小声で呟いた。「このコンテナだけ開いてる」試しに中を覗こうとしたその瞬間、心臓が脈打った。しかし、そこには大量の段ボール箱が積まれていただけだった。

 大量の箱?こんなとこに、このお菓子の箱を持ってこさせてどうするんだ?

 どうすればいいかわからず、試しにスマホのメールを覗くと一通だけ送られてきている。『よくやった、そのまま帰れ。そのお菓子箱は厳重に保管しておけ。報酬は事前に登録してあった電子マネーに入金しておく』

 は?これで終わり?ただ散歩しただけだぞ。

 あまりにも簡単すぎる仕事内容にたじろいだ。これは、喜べばいいのかと。いや、喜んで良いはずがない。なにか絶対裏があるはずだ、警戒しなければならない。理性的にそうやって考えていてもやはり心は踊っており、微笑してしまっている自分がいた。心が理性を追い抜いていっていた。

 その後、何事もなく家に帰り電子マネーカードを片手で弄んでいた。電子マネーの残高は、先ほど5万円が入ってるのを確認した。またとりあえず、お菓子の箱は引き出しに入れて鍵をかけておいた。厳重にと言われても、自分にできるのはこれぐらいだ。開いたら爆発するような仕掛けはできない。だが、鍵はどうしようかと未だに悩んでいた。せっかく鍵をかけたのに、鍵がすぐに見つかったら元も子もない。そのせいで鍵の収納場所を考えなくてはいけなかった。

「宿題しながら色々と考えるか」

 そうして臣人は、ノートPCに打ち込んであったレポートを原稿用紙に写しながら思考を始めた。シャーペンが紙に擦れる音だけが部屋に響き、耳に入る音はジャズのみであった。

 今日は初バイトだったが、自分はなぜ5万円ももらえたのだろうかと臣人は気になった。 今日やったことに5万円の価値があるとは思えない。ただ指定の荷物を持って、移動して目的地につき帰ってきただけだ。それに一体どこに価値があったのか。それを考えるキーポイントはたった一つ、あのお菓子の箱に入っている中身だ。あれを目的地に持っていった事自体が雇い主にとっての利益?いや、実質的な利益にならなくとも何かの計画に僕が使われた?いや、だめだ。断片的に、それに妄想的に考えるんじゃない。キーポイントは一つだが、細かく情報を分散させればいくらでも考えられる情報は生まれる。そうだ、まず1つ目のポイントはあの箱の中身が何なのか。2つ目は雇い主があの荷物を僕に目的地に持っていかせた動機。3つ目はお菓子の箱を厳重に保管しておく理由。考えるべきはこの3つだ。

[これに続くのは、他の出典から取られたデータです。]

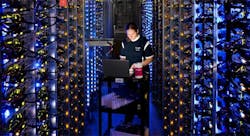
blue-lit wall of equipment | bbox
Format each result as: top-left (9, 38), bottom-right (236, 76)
top-left (85, 0), bottom-right (104, 108)
top-left (0, 0), bottom-right (85, 136)
top-left (153, 0), bottom-right (250, 135)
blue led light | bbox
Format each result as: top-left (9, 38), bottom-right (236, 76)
top-left (36, 82), bottom-right (42, 88)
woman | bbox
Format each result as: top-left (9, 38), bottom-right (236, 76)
top-left (120, 22), bottom-right (154, 135)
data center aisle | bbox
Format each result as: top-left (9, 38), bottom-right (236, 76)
top-left (84, 92), bottom-right (163, 136)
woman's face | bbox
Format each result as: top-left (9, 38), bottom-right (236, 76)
top-left (127, 29), bottom-right (138, 41)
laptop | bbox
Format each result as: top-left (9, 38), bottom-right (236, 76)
top-left (102, 59), bottom-right (129, 78)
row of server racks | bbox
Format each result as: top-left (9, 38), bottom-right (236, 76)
top-left (152, 0), bottom-right (250, 135)
top-left (0, 0), bottom-right (250, 136)
top-left (0, 0), bottom-right (87, 136)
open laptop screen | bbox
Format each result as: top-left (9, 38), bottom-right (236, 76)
top-left (102, 59), bottom-right (129, 78)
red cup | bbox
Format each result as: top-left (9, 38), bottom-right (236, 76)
top-left (134, 62), bottom-right (143, 79)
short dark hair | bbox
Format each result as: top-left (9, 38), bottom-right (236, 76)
top-left (125, 22), bottom-right (138, 31)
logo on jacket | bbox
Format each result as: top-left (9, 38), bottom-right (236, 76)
top-left (135, 47), bottom-right (141, 51)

 「思考」自体が好きな臣人は体の動きと心の動きを分離させながら、今日生まれた興味深い疑問を整理して「思考」のトルクを増幅させていた。


 臣人は休日の朝、いつも目をさますのは6:00ぴったり。幼稚園の頃から朝早く起きなければならない生活を送ってきたおかげか、寝る時間はバラバラだとしても起きる時間は規則正しかった。臣人は起きた後少しまどろんでいたが、時計に目をやると渋々体を起き上がらせた。足のひらが地面につき、重力が足、腰、胴体、頭へと一気にかかり、再び横たわりたいという誘惑が彼の鼻をついた。だが目が少し冴えてくると、今日やらなければならないことを思い出し、その匂いを無視して1階のリビングへと降りていった。誰もいない、しかし散らかったリビングが視界に入る。臣人の両親は、日曜こそ働かなければと平日と休日の区別をなくして仕事に出ていっていた。二人が働いている仕事の関係上そんな区別がなくなるのは知っている。そして臣人はいつも通りに汚れたリビングを片付け始めた。

 今日は早速電子マネーカードを持って出かけなければと、感情割合は10割が楽しみで埋め尽くされている。家の片付けを終わらせ、朝食はパン2枚で済ませた。着替えてバッグを体にかけるとワイヤレスイヤホンを耳につけ、いってきますの挨拶を言う相手もいないまま家から出発した。まず向かった場所はコンビニだった。気分が良い日はいつも、コンビニでコーヒー味の豆乳を買っている。もちろん今日もそうだ。コンビニから出ると定期的にストローに口をつけ、ゲームセンターへと向かった。やはり予想していた通り、駅前は人でごった返していた。歩いている間、ストローの先が人につかないように注意した。正直に言うとこんなところに神経を使いたくはなかった。UFOキャッチャーで空間認識能力を使いたかったのだ。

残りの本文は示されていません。